Thanks a lot for the detailed bug report, will try to fix this today.

flyingmutant avatar Dec 06 '19 10:12 flyingmutant

Hmm, I though I used the wrong verb from fmt but %#v that is used is about as powerful as fmt can go. Perhaps we should join testify/assert and rely on https://github.com/davecgh/go-spew, but I want to think a bit more before adding first third-party dependency to rapid.

flyingmutant avatar Dec 06 '19 22:12 flyingmutant

While this usability issue is important one, I think I want to leave the things as is for now. The reasons for this are:

  • go-spew seems abandoned (last commit almost 1.5 years ago)
  • go-spew requires unsafe by default
  • using go-spew moves rapid a bit away from "library" thing and more towards "framework"

The last point is probably the most important one. Rapid right now is pretty minimalistic in design and implementation, and I want to try to resist feature creep for as long as possible.

flyingmutant avatar Dec 09 '19 21:12 flyingmutant

Out of curiosity:

  • Is there any reason you didn't use the %+v flag instead of the %#v flag, and
  • Would you feel it's "within scope" to add a hook for users to specify how pretty-values are stringified? like a rapid.T.ValueFormatter

neetle avatar Mar 17 '20 00:03 neetle

As for %#v, the rationale was mostly ease of copy-pasting into an editor.

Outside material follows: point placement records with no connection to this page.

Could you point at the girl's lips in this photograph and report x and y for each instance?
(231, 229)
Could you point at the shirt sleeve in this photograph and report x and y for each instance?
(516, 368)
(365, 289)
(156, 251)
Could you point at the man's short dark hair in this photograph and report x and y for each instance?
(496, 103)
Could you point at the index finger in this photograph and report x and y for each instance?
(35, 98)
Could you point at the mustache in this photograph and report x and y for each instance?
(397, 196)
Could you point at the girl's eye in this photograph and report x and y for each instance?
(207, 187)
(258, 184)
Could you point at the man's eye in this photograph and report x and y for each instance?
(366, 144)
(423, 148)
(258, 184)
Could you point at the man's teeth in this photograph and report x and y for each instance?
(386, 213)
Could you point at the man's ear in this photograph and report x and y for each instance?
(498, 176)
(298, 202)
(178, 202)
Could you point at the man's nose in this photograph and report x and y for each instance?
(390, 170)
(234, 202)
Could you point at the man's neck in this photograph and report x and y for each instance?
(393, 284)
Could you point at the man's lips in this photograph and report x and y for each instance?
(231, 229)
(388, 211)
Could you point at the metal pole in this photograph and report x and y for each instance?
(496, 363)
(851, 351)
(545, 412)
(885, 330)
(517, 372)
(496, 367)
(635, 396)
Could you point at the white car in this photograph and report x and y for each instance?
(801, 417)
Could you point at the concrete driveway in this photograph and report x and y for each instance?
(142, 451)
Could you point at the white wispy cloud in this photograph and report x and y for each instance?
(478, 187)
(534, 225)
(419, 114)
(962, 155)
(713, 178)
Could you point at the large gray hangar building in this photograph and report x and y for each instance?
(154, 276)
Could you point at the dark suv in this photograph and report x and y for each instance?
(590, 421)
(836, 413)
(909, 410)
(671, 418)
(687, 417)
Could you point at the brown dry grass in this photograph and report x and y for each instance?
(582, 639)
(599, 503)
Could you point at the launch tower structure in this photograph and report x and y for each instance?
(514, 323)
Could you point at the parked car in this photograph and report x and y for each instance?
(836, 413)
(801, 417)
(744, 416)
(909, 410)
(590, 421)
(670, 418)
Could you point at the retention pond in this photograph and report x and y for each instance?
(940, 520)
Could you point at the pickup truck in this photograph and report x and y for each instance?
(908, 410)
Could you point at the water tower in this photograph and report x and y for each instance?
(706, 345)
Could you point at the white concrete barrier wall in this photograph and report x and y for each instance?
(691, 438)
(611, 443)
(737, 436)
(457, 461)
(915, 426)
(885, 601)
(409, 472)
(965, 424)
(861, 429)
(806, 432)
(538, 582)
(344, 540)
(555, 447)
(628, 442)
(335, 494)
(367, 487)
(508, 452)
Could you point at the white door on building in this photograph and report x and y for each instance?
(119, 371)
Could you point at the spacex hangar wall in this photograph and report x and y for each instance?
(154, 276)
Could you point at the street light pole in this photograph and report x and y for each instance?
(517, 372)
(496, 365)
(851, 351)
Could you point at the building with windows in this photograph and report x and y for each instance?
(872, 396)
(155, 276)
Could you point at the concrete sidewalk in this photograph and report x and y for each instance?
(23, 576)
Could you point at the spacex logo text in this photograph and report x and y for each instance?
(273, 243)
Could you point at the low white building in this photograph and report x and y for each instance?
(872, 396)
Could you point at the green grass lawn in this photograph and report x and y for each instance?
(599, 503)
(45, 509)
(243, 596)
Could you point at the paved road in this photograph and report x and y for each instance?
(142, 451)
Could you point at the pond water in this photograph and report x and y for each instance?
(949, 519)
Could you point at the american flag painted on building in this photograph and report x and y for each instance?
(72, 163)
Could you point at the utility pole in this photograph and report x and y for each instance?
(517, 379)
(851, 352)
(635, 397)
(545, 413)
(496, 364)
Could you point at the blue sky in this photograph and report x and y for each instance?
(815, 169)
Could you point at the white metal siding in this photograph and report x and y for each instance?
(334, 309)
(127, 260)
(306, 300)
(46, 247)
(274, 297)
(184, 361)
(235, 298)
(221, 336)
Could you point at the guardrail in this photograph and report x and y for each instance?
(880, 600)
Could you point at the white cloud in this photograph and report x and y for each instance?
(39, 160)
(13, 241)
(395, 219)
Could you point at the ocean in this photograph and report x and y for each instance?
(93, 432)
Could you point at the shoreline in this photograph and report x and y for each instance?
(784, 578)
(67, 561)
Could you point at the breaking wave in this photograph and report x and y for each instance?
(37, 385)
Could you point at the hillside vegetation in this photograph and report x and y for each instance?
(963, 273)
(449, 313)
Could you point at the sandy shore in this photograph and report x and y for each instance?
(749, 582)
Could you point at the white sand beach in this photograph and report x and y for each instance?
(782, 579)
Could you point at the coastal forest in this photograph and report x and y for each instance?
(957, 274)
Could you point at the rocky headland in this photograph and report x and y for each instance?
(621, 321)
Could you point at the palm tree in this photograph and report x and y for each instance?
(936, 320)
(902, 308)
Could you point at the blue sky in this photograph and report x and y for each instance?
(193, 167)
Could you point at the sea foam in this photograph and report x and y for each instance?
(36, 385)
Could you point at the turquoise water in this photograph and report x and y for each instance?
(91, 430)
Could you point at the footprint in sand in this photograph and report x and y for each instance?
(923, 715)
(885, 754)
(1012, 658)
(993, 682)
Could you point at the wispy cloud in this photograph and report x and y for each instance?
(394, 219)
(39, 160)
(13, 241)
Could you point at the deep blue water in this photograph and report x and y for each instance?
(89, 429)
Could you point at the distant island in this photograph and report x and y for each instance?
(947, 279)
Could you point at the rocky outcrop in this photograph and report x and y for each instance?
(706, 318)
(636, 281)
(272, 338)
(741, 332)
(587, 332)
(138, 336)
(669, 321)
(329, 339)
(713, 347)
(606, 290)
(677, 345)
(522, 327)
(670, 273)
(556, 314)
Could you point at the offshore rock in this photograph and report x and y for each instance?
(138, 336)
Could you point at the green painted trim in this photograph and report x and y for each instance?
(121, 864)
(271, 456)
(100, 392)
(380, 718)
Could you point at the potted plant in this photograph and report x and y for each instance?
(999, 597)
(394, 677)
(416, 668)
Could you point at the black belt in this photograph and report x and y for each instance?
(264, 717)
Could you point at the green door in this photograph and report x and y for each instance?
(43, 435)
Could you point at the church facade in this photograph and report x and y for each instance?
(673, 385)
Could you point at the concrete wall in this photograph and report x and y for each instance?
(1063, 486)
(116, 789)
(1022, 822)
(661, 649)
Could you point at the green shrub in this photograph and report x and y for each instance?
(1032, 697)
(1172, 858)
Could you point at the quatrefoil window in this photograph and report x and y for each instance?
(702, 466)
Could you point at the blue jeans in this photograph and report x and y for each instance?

The hook idea sounds interesting! What do you think the interface should look like, and what use cases should it cover?

flyingmutant avatar Mar 17 '20 20:03 flyingmutant

That's an interesting question. Not sure it's one I can safely answer, haha.

Initial gut feel would be:

func WithEngineOptions(... config) Runner
type config func(engine) // <- unexposed for a reason

type Runner interface { 
  Check(t *testing.T, prop func(*T))
  Run(m StateMachine) func(*T)
}

// avoiding a BC break:
var defaultInstance = WithEngineOptions()

var Check = defaultInstance.Check
var Run = defaultInstance.Run

// As for the available options, I'd say the initial one would be the 
func WithValueFormatter(func(v interface{}) string) 

It would likely be a bit of work, but it would also dodge a bit of heartache when it comes to using this library in anger. Using the WithEngineOptions + predefined functions, you should be able to give users hooks into the runtime, but still retain control on how they work internally.